It wasn't a fair comparison in that regard. I wasn't comparing the throughput of each algorithm 1:1 but what I could achieve within my requirements. So, Ahmet's was using 16-way SSE with int8_t, while I used the smallest aff3ct would let me, so floats. Number of iterations and such were the same otherwise. With my current DVB-S2 implementation I did not notice any major increase in soft decoding performance with higher bit depth, already being very close to the standard's theoretical limits. As for 1:1 performance, I'm honestly not sure. I'd assume Ahmet's will be a bit faster than aff3ct due to exploiting the code's structures.
I was also quite surprised by the performance I could get with Ahmet's (@ 8-bits). On older hardware (I believe a 2nd Gen i5, 4 threads), it was possible to do live demodulation of GOES-R GRB (~9M QPSK 9/10) live despite the DSP taking up most resources. The constraints ended up being BCH decoding, and more on the rest of the DSP (such as the SOF correlator I would guess, but I haven't tried to optimize further as of now). LDPC itself was using much less than a single core in that scenario.

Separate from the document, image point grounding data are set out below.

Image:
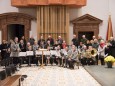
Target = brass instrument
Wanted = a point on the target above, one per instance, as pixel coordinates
(91, 53)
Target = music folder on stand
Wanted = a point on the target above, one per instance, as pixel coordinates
(42, 65)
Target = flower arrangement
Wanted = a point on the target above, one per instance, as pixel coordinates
(109, 59)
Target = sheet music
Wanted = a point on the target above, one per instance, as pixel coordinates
(43, 49)
(22, 54)
(46, 52)
(64, 51)
(29, 53)
(53, 52)
(38, 52)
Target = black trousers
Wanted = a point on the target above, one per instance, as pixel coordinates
(90, 61)
(84, 61)
(102, 59)
(40, 59)
(71, 63)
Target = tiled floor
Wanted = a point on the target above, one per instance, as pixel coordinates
(57, 76)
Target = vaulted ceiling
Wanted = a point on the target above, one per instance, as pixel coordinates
(28, 3)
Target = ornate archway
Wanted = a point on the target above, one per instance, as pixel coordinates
(86, 23)
(15, 18)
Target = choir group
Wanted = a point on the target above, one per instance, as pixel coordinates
(86, 52)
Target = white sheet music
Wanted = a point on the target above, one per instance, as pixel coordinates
(38, 52)
(22, 54)
(53, 52)
(46, 52)
(43, 49)
(29, 53)
(64, 51)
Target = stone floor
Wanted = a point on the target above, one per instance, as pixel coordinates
(56, 76)
(105, 76)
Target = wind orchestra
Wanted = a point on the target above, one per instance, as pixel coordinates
(86, 52)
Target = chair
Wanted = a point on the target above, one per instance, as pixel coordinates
(2, 75)
(8, 71)
(22, 78)
(13, 69)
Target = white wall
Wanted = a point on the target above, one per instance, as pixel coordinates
(5, 7)
(99, 9)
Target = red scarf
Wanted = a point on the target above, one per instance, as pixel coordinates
(102, 45)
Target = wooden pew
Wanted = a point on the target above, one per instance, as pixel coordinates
(11, 81)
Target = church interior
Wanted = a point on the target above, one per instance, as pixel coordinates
(57, 42)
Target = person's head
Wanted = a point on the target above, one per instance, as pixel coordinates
(28, 44)
(23, 37)
(102, 42)
(111, 38)
(80, 43)
(66, 48)
(31, 37)
(41, 37)
(73, 47)
(21, 41)
(99, 37)
(91, 41)
(4, 41)
(58, 47)
(74, 36)
(83, 36)
(90, 47)
(64, 41)
(35, 43)
(94, 37)
(88, 41)
(48, 42)
(59, 37)
(95, 41)
(49, 36)
(16, 39)
(85, 47)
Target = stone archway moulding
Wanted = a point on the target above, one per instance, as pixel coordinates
(15, 18)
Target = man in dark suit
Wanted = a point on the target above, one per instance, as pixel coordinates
(51, 40)
(112, 46)
(75, 41)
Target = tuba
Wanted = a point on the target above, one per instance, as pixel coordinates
(91, 53)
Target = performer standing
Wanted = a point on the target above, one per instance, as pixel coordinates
(112, 47)
(35, 47)
(31, 40)
(101, 51)
(29, 58)
(41, 42)
(72, 57)
(4, 49)
(51, 40)
(15, 49)
(60, 41)
(75, 41)
(84, 40)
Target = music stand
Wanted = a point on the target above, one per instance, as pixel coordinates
(29, 54)
(42, 65)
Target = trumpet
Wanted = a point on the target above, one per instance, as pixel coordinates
(91, 53)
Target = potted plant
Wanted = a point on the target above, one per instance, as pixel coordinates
(109, 60)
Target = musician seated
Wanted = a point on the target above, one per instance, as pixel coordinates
(48, 56)
(83, 56)
(64, 56)
(29, 58)
(72, 57)
(90, 56)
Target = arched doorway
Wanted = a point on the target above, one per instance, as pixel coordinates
(15, 30)
(16, 21)
(86, 25)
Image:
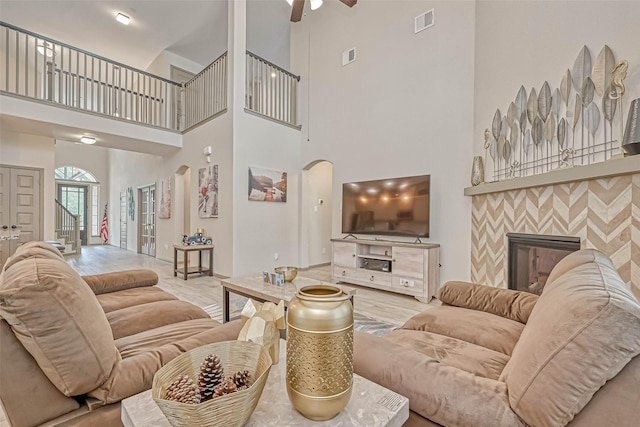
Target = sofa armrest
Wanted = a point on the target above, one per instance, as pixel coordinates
(120, 280)
(440, 393)
(508, 303)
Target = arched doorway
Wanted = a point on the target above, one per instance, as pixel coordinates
(78, 191)
(316, 219)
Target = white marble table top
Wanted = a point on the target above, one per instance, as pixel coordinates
(371, 405)
(255, 286)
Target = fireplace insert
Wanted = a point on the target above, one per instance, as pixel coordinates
(533, 256)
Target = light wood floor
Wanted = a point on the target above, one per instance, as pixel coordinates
(204, 290)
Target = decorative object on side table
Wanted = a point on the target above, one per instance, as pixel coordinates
(197, 239)
(289, 273)
(261, 325)
(631, 141)
(320, 351)
(228, 409)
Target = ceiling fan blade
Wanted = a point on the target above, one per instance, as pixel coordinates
(296, 10)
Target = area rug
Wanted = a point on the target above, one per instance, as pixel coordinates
(361, 322)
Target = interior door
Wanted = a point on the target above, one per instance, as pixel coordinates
(20, 207)
(123, 220)
(74, 198)
(147, 221)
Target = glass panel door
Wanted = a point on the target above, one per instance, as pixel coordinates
(74, 199)
(123, 219)
(148, 221)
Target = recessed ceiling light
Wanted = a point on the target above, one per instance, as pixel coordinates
(45, 49)
(122, 18)
(87, 140)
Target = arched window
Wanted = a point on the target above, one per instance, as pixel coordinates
(72, 173)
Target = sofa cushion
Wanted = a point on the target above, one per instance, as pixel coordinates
(144, 353)
(120, 280)
(131, 297)
(441, 393)
(584, 329)
(449, 351)
(142, 317)
(57, 318)
(507, 303)
(497, 333)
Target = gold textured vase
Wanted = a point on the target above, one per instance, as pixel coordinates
(320, 351)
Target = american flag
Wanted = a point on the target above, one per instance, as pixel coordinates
(104, 228)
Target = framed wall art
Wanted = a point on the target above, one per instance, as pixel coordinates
(266, 185)
(208, 192)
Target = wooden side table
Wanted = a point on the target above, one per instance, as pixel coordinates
(186, 270)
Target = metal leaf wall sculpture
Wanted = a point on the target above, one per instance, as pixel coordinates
(497, 124)
(581, 68)
(602, 68)
(511, 113)
(544, 101)
(587, 92)
(562, 132)
(565, 87)
(532, 106)
(558, 116)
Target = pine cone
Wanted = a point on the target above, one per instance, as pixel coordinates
(225, 387)
(242, 379)
(182, 389)
(211, 375)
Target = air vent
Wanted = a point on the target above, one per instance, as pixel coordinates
(424, 21)
(348, 56)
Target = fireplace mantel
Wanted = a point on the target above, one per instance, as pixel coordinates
(612, 167)
(599, 203)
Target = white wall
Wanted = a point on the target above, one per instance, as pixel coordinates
(268, 30)
(161, 66)
(217, 134)
(25, 150)
(319, 187)
(538, 41)
(404, 107)
(90, 158)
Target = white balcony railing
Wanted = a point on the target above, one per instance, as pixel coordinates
(40, 68)
(44, 69)
(270, 90)
(205, 95)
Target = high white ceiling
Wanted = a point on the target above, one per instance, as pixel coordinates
(185, 27)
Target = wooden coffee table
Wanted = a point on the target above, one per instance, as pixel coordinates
(252, 286)
(371, 405)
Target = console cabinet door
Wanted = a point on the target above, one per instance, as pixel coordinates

Perhaps if AFF3CT was able to use integer types instead like Ahmet's the performance would be more acceptable. I've also been looking into other experimental projects for some ideas. Some of them, such as https://github.com/stippeng/ldpc do look pretty promising.
So, after looking around for a few more projects I found this one : https://github.com/blegal/Fast_LDPC_decoder_for_x86
It took quite a bit of work to get it to a state It'd even build without relying on the Intel compiler, but I managed that and the results are pretty promising. All on single core using SIMD, at 30 iterations and 8-bits LLRs (On a Ryzen 7 1700X) : ~62Mbps on the DVB-S2 1/2 code ~80Mbps with the 1024 1/2 CCSDS AR4JA code ~52Mbps with the CCSDS C2 7/8 code ~56Mbps with the DVB-S2 9/10 code
The formats utilized are full parity check matrices, so converting an alist seems very feasible. However quite some work will be required to turn it into an usable library, but I think I'm going to be working on this.
One downside I've noticed is : The code is not set at runtime. Everything needs to be compiled with the desired code defined in a header before compilation. That's definitely part of the reason it is fast, but means turning it into a library will require some more complex build-time machinery to account for this.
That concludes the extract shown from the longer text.